Vice President Kamala Harris and Treasury Secretary Janet Yellen headlined the annual Freedman’s Bank Forum on Tuesday, announcing $8.7 billion in federal funding for financial institutions serving minority and underserved small business owners.
The sizable investment announced by the Office of the Vice President and U.S. Treasury Department is a part of $12 billion secured last year by Harris, when she was still a U.S. senator, along with Senators Cory Booker, Chuck Schumer, Mark Warner and U.S. Rep. Maxine Waters, chairwoman of the House Financial Services Committee.
The Jobs and Neighborhood Investment Act was intended to support community financial institutions that serve low to moderate-income and minority communities, as well as respond to the significant loss of Black-owned businesses and unemployment during the pandemic. Black-owned businesses suffered disproportionately during the pandemic, with ownership rates seeing a 41% drop between February and April 2020 — the largest rate of any racial group, according to a report by the U.S. House Small Business Committee.
Not to mention, Black-owned businesses are 20% less likely than White-owned businesses to obtain a loan from a large bank.

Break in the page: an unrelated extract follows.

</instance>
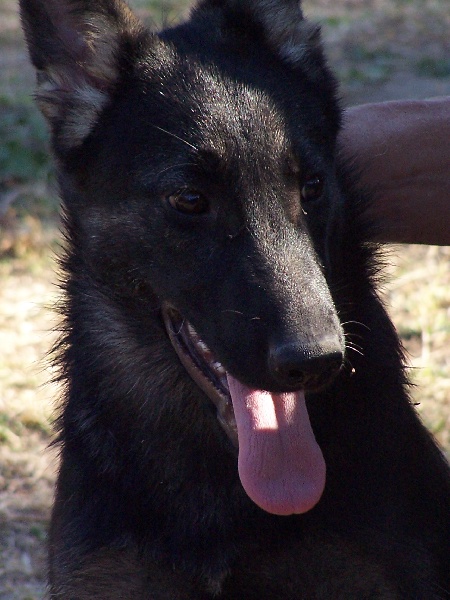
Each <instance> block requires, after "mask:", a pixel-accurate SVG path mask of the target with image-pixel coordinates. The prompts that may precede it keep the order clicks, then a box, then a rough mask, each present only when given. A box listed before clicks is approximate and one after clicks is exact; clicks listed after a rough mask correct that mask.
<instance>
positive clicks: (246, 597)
mask: <svg viewBox="0 0 450 600" xmlns="http://www.w3.org/2000/svg"><path fill="white" fill-rule="evenodd" d="M21 9H22V18H23V23H24V28H25V33H26V37H27V41H28V44H29V48H30V53H31V58H32V61H33V63H34V65H35V67H36V69H37V70H38V90H37V99H38V102H39V105H40V107H41V109H42V111H43V113H44V114H45V116H46V118H47V119H48V121H49V123H50V126H51V131H52V140H53V148H54V153H55V157H56V162H57V165H58V172H59V181H60V186H61V193H62V197H63V201H64V214H65V225H66V239H67V253H66V256H65V258H64V260H63V265H64V269H65V273H66V283H65V298H66V300H65V307H64V315H65V321H64V323H65V328H64V334H63V337H62V341H61V343H60V347H59V352H60V365H61V368H62V378H63V380H64V381H65V382H66V395H65V402H64V406H63V411H62V413H61V418H60V422H59V426H60V443H61V456H62V462H61V470H60V473H59V479H58V485H57V496H56V502H55V507H54V511H53V517H52V524H51V532H50V589H51V597H52V598H60V599H64V600H69V599H76V600H87V599H93V598H99V599H103V600H118V599H127V600H128V599H141V600H144V599H145V600H205V599H208V598H219V599H222V600H225V599H226V600H251V599H255V600H256V599H258V600H262V599H270V598H271V599H284V600H300V599H302V600H312V599H321V600H335V599H342V600H349V599H355V600H356V599H358V600H360V599H369V598H370V599H383V600H386V599H404V600H412V599H414V600H418V599H423V600H431V599H438V598H439V599H442V598H446V597H449V592H450V583H449V574H450V561H449V556H450V534H449V525H450V523H449V516H450V515H449V508H450V502H449V500H450V477H449V471H448V468H447V466H446V464H445V461H444V459H443V457H442V456H441V454H440V452H439V450H438V449H437V448H436V446H435V445H434V442H433V441H432V440H431V438H430V437H429V435H428V433H427V432H426V431H425V429H424V428H423V426H422V425H421V423H420V422H419V419H418V418H417V416H416V414H415V412H414V410H413V409H412V407H411V406H410V403H409V401H408V397H407V393H406V391H405V386H406V380H405V375H404V367H403V364H402V353H401V349H400V346H399V342H398V339H397V337H396V334H395V332H394V330H393V328H392V325H391V323H390V321H389V319H388V317H387V316H386V313H385V311H384V309H383V307H382V305H381V303H380V300H379V298H378V296H377V294H376V292H375V289H374V280H375V279H376V274H377V269H378V266H377V262H376V260H375V256H374V254H375V249H374V248H373V247H372V246H371V245H370V244H368V243H366V242H365V241H364V240H365V239H369V236H370V231H369V225H368V223H367V222H366V220H365V218H364V211H363V208H364V205H365V202H366V201H365V200H364V198H360V197H358V195H357V194H355V192H353V191H352V186H351V184H350V179H349V176H348V175H346V174H345V172H344V169H343V167H342V165H340V164H339V162H338V160H337V158H336V134H337V132H338V128H339V122H340V110H339V107H338V104H337V101H336V97H335V87H336V86H335V82H334V79H333V77H332V75H331V74H330V72H329V70H328V68H327V67H326V64H325V61H324V58H323V55H322V50H321V45H320V39H319V33H318V30H317V28H316V27H314V26H311V25H310V24H309V23H308V22H307V21H305V20H304V19H303V17H302V14H301V12H300V9H299V7H298V5H297V3H296V1H295V0H205V2H203V3H202V4H201V5H200V6H199V7H198V8H197V9H196V10H194V12H193V13H192V16H191V18H190V20H189V21H188V22H187V23H185V24H182V25H180V26H178V27H175V28H171V29H167V30H165V31H163V32H162V33H159V34H153V33H150V32H149V31H147V30H146V29H145V28H143V26H142V25H141V24H140V23H139V22H138V20H137V19H136V18H135V17H134V16H133V14H132V13H131V12H130V10H129V9H128V8H127V7H126V6H125V5H124V4H123V3H122V2H121V0H97V1H94V0H22V1H21ZM380 176H382V174H380ZM313 432H314V433H313ZM325 471H326V472H325Z"/></svg>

Since becoming the nation’s first Black vice president, Harris has worked with Secretary Yellen to implement funding programs through Community Development Financial Institutions (CDFIs) and Minority Development Institutions (MDIs) to ensure that small business owners in underserved communities can access capital in order to start and grow their businesses.

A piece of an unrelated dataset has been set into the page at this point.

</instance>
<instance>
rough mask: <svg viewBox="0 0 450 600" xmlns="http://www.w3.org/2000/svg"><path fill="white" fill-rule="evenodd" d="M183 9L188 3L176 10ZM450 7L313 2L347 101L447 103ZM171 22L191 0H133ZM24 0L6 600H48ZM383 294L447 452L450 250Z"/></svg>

“In America today, deep racial disparities continue to hold people back from achieving all they can,” Vice President Harris said in her remarks at the forum held at the Treasury Department.
“Today, the wealth gap persists. Today, the homeownership gap persists … access to capital is unequal. Black entrepreneurs are three times more likely to report that a lack of access to capital negatively affects their profit margins. I believe that the actions we are taking, and must take, to address these disparities will define our nation’s strength and economic strength in the 21st century.”
Harris emphasized the historical context of America’s racial wealth gap as it relates to enterprise by highlighting the atrocities of the Tulsa Race Massacre, in which an angry White mob decimated the once thriving Greenwood business district, also known as Black Wall Street.
“It was designed to be a thriving community within a community and economy in which Black people supported one another, lifted one another up, and modeled excellence in which Black people could determine their own future. Some of us refer to that as self determination to put equity firmly at the center of our economic policy,” said Harris.
Noting the nation’s current low unemployment rate of 4.2% with nearly 6 million jobs being added to the economy since January, the vice president added, “We cannot take this growth for granted, and we must make sure that everyone shares some of this growth in order to sustain it.”
The Freedman’s Bank Forum is an annual conference that was instituted by former Treasury Secretary Jack Lew to address racial economic disparities. The forum gets its name from the The Freedman’s Saving and Trust Company, a private savings bank chartered by Congress in 1865, to collect deposits from the newly emancipated communities.
The Freedman’s Bank opened 37 branches in 17 states, according to the National Archives, totaling $3.7 million in assets or $80 million today after inflation. However, the Freedman’s Bank ultimately collapsed less than a decade after it was founded due to mismanagement by its executives.
Deputy Treasury Secretary Wally Adeyemo, the first Black person to serve in the role, moderated a panel at the Freedman’s Bank Forum, in which he noted, “People think about this as charity or donations when it’s not,” adding “It’s economics. Investing in these communities makes sense from an economic standpoint.”
Adeyemo noted that the challenge now is “scale.” Panelists highlighted that in order to achieve such scale, it’s also important to establish technology and data infrastructure to help support financial institutions like CDFIs and MDIs as they provide funding to generate economic growth for Black and minority-owned enterprises.
Sarah Rosen Wartell, president of the Urban Institute, noted key findings in a report from the institute released on Tuesday that highlight challenges beyond simply providing capital such as capital deployment, particularly capital from private and philanthropic sectors.
“Being capital ready is a huge issue for the businesses, the families, the firms [and] neighborhoods. Too little yet of our attention as a country in the last decade has been focused on that infrastructure so that we can get to the financing programs,” said Wartell. She also pointed out that regulatory programs oftentimes do not “disaggregate the data about the race of the communities that are being served.”
Joseph Haskins, CEO of Harbor Bank Corporation, said another challenge for getting access to capital in urban communities is the phenomenon of banking deserts.
“Disproportionately many of our constituents are left to go to fast-money lenders, hot-money lenders, check-cashing places and disproportionately spend resources that they can ill afford, which can be better used by their families,” said Haskins.
Haskins thanked the Treasury Department for Harbor Bank’s receiving of $71.2 million from the funds announced this week, saying, “I’m delighted that we finally got to numbers that are realistic.” He added, “These dollars allow us to meet capital levels that the regulators require, which allows us to lend more.”